As a heuristic, “meaningful pursuits tend to be hard” works quite well.
Having a child is an enormously meaningful pursuit, usually one the most important tasks you can take on. It’s also hard as hell.
Starting a business is meaningful—it can give you financial and temporal freedom. But man is it tough.
Humans appear to derive meaning out of difficult pursuits. Go back to the earliest days and the hardest things we could do—hunting large animals, taking down prey many times larger, stronger, and faster than us—were the most objectively meaningful (they gave us sustenance). I don’t think this has changed over the years.

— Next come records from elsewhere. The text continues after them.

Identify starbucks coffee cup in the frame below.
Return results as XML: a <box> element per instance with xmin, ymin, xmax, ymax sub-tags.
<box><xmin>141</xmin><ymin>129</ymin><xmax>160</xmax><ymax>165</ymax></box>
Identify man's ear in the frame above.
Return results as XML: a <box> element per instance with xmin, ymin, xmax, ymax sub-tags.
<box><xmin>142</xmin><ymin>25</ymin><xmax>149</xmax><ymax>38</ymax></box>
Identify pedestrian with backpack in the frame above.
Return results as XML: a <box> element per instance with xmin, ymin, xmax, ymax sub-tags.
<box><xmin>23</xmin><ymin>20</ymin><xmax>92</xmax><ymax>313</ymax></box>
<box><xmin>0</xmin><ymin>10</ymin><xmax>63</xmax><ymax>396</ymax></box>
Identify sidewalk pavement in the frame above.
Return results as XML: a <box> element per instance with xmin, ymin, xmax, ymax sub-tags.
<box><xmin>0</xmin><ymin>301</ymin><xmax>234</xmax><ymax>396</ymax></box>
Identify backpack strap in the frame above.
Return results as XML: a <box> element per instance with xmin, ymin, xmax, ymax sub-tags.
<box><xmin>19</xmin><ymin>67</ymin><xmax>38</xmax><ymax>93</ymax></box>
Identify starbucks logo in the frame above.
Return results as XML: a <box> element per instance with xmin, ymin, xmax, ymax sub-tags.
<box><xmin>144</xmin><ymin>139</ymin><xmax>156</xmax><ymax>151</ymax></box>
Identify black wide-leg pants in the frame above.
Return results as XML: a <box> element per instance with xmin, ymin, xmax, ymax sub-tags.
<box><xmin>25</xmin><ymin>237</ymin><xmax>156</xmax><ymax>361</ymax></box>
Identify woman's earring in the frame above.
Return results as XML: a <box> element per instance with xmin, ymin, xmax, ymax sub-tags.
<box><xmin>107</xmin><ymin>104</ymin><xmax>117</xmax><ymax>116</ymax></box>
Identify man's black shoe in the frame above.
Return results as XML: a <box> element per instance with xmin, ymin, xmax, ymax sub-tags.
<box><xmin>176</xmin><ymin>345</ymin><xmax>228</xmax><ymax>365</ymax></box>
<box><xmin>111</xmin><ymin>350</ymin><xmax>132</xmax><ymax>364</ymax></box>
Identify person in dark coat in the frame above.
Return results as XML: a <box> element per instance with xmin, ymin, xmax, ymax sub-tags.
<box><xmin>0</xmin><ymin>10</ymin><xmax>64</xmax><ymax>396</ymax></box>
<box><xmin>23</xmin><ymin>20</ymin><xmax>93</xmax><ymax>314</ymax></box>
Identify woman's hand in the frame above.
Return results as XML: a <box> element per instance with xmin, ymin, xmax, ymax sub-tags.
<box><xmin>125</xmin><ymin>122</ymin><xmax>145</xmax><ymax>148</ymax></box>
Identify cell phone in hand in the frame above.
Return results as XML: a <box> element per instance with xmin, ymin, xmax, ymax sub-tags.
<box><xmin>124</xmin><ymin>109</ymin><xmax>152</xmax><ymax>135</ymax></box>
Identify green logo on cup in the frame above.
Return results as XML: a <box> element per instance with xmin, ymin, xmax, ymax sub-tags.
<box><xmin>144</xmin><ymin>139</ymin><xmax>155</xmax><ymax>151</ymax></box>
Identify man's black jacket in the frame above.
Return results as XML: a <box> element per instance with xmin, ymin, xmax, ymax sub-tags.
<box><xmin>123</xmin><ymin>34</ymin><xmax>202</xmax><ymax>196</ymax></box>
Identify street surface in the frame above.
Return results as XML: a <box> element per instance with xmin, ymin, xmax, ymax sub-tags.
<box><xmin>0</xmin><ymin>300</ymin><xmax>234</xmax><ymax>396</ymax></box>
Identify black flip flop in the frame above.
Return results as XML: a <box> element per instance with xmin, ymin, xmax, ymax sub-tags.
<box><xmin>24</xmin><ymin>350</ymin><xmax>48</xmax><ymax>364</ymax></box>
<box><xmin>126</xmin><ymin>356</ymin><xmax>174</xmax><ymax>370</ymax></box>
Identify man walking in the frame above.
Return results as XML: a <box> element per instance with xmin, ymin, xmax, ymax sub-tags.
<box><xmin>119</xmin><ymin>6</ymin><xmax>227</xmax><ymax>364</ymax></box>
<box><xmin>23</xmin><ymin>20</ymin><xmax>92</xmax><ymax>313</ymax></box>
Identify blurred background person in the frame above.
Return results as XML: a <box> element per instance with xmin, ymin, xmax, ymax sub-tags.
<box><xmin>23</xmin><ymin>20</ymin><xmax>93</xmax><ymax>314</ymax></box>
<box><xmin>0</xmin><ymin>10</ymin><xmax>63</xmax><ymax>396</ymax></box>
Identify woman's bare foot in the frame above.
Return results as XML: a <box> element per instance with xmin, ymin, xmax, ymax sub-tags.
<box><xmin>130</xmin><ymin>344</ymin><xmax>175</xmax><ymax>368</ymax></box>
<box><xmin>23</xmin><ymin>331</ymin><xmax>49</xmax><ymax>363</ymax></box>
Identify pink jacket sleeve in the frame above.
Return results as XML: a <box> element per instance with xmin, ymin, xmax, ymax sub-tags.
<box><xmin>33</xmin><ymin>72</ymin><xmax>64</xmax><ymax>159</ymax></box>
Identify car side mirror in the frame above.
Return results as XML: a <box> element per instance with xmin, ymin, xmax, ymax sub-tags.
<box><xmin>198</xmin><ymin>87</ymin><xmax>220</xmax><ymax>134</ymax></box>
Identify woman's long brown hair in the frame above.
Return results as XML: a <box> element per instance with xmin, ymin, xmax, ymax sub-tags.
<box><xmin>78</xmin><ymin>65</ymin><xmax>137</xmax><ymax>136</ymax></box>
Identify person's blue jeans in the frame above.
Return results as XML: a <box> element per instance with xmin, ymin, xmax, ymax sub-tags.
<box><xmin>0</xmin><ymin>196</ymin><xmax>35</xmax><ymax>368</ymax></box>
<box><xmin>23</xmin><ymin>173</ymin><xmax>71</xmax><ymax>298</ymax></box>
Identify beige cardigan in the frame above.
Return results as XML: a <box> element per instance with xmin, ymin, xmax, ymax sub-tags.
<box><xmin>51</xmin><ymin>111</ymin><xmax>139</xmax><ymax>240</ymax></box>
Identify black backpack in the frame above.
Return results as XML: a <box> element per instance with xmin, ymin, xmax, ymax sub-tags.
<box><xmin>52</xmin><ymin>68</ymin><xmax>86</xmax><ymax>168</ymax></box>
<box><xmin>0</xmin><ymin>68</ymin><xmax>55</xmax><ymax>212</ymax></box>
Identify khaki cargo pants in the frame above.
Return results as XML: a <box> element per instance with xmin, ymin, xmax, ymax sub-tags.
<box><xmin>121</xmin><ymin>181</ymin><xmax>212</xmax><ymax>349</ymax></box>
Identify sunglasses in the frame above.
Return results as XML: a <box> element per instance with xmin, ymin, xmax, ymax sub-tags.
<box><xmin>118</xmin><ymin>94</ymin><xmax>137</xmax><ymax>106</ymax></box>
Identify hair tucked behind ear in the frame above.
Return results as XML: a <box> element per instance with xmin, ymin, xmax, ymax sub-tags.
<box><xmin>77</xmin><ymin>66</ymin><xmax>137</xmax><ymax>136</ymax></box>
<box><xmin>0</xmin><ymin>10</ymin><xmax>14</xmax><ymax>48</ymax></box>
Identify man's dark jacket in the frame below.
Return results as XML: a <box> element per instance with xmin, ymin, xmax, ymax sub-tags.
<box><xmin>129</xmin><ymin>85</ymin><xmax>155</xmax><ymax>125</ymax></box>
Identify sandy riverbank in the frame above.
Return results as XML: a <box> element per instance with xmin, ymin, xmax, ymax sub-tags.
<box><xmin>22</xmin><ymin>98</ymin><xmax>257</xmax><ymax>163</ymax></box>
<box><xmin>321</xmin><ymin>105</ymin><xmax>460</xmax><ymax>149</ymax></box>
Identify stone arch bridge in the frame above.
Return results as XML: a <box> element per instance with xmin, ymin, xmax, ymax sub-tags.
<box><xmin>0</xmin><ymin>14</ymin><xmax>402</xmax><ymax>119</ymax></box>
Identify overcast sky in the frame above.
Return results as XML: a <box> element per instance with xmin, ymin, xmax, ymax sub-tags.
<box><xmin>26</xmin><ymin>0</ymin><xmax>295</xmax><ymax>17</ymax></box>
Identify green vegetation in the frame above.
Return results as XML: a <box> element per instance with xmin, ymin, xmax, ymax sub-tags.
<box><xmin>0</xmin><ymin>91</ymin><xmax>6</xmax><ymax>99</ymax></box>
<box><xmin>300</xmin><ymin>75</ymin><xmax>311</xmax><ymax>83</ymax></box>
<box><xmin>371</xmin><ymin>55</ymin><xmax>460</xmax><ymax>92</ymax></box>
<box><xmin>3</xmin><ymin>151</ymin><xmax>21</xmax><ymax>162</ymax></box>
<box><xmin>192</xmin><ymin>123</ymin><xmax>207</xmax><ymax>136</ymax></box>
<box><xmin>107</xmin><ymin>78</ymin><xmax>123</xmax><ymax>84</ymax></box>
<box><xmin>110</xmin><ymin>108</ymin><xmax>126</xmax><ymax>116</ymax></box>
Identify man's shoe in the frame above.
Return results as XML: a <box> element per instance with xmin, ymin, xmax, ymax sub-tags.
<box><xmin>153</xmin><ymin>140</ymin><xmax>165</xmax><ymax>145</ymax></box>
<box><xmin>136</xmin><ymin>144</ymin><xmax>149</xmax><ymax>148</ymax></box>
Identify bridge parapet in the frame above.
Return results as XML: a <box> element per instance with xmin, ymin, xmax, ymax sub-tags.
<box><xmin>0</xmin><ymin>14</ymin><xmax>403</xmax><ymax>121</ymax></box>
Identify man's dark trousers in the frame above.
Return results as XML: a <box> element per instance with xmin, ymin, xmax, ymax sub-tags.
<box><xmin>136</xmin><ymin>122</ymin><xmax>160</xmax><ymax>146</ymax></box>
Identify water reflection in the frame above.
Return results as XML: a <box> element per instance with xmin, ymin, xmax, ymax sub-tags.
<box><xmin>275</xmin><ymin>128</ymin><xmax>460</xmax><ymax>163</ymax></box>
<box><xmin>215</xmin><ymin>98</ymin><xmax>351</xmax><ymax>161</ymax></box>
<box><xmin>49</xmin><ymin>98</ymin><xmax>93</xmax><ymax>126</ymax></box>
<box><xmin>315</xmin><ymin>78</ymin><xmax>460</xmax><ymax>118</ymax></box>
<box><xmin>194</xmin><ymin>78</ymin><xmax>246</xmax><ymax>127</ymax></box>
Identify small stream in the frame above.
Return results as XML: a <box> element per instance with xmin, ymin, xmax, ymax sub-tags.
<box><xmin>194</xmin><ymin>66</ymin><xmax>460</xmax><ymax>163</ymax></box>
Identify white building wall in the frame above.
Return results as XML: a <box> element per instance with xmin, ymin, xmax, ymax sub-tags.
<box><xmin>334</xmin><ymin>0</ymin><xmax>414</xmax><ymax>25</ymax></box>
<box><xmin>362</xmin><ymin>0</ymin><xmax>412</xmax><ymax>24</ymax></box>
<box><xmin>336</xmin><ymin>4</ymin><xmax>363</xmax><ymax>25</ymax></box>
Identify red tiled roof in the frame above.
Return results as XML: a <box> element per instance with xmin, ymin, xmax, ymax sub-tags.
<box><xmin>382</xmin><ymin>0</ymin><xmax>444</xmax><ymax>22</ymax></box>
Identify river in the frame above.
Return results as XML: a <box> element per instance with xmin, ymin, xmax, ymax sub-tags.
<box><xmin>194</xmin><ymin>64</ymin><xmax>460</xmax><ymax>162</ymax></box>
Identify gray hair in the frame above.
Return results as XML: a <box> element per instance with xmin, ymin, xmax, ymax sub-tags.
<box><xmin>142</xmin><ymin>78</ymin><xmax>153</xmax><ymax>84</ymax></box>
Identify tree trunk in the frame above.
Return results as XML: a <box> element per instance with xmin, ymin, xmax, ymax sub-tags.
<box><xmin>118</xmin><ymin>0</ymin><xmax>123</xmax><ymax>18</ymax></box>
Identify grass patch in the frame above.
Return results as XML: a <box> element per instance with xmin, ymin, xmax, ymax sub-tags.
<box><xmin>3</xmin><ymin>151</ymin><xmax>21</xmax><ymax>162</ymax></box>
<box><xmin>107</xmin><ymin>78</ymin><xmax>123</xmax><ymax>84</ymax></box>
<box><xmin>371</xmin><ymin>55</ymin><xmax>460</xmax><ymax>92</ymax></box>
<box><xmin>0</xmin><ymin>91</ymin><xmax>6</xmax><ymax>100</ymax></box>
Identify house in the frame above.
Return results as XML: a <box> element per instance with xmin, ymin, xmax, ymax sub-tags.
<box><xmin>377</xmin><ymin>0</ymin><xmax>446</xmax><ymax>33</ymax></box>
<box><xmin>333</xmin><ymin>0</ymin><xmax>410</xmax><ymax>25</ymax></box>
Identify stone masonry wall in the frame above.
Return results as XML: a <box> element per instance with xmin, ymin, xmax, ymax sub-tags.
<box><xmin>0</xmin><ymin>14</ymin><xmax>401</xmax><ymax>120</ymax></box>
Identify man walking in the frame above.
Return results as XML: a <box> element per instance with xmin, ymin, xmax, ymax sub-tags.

Broscience is often vindicated by “legit” science.
Bodybuilders were doing carb refeeds before the science of leptin was mainstream.
Bodybuilders were taking fasted morning walks before IF became a legitimate avenue of scientific research.
Bodybuilders were running (and sharing the results of) n=1 self-experiments on concepts that took decades to gain mainstream recognition.
Just like pro sports teams are often light years ahead on injury recovery and advanced surgical techniques, bodybuilders often get the science right before “Science” legitimizes it.